Whysrumgone · 07/11/2020 22:07

And this is ok for you op? Going through these ridiculous drawn out charades, where you have to come up with schemes and plans and use psychological tactics against him because he can’t respond to a simple ‘please pop down the park with the baby for an hour so I can get some rest’ like a normal person?

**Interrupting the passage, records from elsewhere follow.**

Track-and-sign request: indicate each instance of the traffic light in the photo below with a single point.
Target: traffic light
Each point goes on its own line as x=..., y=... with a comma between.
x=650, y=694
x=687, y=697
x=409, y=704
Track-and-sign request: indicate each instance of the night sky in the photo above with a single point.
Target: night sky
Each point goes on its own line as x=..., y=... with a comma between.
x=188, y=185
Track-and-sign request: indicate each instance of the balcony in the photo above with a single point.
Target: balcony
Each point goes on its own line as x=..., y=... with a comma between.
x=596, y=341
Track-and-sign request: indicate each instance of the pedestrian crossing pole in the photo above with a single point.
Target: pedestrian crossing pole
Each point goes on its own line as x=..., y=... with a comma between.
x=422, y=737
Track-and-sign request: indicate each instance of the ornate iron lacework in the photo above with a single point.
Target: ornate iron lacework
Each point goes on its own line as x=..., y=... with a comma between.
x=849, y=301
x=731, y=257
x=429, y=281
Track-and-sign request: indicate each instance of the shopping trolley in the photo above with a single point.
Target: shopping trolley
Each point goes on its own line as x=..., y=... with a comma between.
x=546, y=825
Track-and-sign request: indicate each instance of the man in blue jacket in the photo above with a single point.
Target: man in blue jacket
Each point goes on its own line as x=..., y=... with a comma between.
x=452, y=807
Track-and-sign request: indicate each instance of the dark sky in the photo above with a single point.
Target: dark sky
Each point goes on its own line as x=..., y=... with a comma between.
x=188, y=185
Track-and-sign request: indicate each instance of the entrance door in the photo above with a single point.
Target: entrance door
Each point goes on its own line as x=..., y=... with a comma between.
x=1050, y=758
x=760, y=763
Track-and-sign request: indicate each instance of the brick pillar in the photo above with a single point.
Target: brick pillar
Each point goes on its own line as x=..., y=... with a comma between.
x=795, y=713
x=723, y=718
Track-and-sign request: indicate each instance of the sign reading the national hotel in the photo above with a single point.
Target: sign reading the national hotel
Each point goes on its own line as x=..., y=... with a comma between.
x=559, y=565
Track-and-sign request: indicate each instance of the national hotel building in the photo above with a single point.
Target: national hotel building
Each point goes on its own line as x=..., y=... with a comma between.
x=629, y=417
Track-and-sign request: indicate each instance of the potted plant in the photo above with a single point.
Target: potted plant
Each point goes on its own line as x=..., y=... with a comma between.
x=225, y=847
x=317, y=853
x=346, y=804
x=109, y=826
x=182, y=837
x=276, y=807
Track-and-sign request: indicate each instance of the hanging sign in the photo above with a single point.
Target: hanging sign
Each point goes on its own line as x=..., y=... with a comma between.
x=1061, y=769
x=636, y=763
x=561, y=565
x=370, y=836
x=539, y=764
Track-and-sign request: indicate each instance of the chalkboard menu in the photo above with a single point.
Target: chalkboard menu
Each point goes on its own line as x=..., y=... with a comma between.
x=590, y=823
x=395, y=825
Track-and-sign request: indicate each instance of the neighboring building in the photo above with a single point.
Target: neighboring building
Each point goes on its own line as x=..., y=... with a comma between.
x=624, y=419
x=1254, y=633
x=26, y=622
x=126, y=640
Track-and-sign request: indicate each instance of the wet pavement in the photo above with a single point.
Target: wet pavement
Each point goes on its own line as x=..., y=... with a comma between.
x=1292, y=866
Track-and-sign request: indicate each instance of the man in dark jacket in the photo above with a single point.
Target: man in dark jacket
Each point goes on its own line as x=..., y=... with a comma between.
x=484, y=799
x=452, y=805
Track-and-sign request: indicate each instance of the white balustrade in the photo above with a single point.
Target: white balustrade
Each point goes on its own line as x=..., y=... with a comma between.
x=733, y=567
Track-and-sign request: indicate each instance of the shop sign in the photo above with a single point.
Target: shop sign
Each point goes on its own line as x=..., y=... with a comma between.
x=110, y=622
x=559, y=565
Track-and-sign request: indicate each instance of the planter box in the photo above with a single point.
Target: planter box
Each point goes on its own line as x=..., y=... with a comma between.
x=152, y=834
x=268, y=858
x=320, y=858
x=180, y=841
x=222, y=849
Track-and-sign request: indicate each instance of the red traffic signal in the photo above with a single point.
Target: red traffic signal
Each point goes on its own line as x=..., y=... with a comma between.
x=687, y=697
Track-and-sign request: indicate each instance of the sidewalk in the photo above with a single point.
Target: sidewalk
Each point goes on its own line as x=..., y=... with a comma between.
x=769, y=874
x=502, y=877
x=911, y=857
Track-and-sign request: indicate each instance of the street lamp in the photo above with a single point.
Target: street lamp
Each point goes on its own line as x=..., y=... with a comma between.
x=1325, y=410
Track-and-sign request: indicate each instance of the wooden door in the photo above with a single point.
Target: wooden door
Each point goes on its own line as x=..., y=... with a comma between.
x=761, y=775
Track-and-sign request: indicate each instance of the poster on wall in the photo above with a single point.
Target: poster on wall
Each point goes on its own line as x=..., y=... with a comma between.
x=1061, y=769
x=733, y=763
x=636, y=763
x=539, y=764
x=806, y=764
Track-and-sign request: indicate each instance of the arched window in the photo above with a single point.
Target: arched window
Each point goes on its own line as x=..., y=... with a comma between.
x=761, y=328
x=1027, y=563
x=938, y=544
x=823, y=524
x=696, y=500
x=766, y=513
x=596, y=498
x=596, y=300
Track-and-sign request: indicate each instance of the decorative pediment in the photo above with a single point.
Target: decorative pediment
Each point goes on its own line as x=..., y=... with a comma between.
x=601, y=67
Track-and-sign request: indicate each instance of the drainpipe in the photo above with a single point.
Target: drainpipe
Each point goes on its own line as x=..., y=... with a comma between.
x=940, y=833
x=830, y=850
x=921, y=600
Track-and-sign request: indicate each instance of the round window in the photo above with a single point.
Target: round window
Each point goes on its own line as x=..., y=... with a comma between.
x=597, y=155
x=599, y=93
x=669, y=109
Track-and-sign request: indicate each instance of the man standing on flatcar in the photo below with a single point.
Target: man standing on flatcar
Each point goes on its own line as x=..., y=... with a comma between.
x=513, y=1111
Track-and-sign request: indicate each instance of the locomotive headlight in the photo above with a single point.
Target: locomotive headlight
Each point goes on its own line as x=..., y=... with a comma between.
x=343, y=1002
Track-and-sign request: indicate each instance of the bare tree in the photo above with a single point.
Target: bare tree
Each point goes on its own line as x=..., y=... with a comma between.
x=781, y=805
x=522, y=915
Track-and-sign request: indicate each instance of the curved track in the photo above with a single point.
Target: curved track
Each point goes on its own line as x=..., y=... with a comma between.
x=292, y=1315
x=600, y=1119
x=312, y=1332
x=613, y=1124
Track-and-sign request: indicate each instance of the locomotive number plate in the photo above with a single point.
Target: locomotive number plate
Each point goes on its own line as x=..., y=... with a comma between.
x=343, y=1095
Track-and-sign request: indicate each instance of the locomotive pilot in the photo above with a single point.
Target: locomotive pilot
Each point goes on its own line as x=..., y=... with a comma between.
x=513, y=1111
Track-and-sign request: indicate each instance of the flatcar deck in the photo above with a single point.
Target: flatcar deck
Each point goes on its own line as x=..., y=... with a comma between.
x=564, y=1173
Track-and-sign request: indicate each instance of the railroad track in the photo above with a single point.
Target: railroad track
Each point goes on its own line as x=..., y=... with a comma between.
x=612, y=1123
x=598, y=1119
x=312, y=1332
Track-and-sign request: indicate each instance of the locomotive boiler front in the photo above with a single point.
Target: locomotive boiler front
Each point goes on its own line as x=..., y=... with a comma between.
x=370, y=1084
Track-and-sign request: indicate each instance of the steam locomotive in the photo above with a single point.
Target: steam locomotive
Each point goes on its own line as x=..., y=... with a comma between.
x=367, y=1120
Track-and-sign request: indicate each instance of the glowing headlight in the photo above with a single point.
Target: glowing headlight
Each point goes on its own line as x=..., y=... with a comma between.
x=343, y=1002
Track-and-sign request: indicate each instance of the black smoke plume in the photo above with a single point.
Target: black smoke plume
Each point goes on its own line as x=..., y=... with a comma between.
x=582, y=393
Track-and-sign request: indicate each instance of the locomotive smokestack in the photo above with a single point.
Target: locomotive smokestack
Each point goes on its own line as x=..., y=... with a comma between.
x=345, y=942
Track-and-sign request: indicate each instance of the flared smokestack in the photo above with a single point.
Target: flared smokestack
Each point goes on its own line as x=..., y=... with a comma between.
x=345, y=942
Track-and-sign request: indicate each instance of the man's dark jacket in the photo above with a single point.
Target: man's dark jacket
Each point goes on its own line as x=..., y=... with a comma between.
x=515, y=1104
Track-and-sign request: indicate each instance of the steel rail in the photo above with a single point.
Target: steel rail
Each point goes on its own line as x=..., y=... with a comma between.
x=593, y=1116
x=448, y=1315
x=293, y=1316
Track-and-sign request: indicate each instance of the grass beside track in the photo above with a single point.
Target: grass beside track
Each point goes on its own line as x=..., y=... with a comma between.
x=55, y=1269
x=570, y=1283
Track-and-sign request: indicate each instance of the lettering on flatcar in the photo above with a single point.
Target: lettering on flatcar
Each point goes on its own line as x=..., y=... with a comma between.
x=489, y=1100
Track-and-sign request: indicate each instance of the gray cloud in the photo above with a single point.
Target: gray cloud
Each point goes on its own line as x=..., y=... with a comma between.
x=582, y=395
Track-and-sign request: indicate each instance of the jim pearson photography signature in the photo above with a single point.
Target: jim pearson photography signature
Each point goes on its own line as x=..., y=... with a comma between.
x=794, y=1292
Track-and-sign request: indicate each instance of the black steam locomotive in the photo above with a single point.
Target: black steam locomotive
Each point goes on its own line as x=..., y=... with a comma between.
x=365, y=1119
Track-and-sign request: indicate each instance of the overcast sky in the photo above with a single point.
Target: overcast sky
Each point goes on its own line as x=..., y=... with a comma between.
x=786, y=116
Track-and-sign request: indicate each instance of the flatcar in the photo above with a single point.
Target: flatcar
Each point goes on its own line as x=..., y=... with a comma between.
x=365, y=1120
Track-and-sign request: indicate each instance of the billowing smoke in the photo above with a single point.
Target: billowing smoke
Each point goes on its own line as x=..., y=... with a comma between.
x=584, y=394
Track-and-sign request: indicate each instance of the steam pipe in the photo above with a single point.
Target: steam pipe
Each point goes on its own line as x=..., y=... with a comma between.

frenchtoast88 · 07/11/2020 23:02

@Whysrumgone

And this is ok for you op? Going through these ridiculous drawn out charades, where you have to come up with schemes and plans and use psychological tactics against him because he can’t respond to a simple ‘please pop down the park with the baby for an hour so I can get some rest’ like a normal person?
I think it's more a case of me wanting to feel like I don't have to ask. Like he can see I'm tired and offers. I control pretty much everything in the house. Deal with all the bills, any works, all the mental load stuff. I'll be honest and say I prefer it this way for the most part, I'm an organised person and wouldn't like to let go of the control. Does that make me controlling? I don't know, maybe. I feel there's a fine line and I don't want to have to micro manage him by saying ok for this hour I need you to be here. I'd just like it to be offered.
OP posts:
Plussizejumpsuit · 07/11/2020 23:09

It seems like he thinks your the default parent and he just picks and chooses when to help. It that right?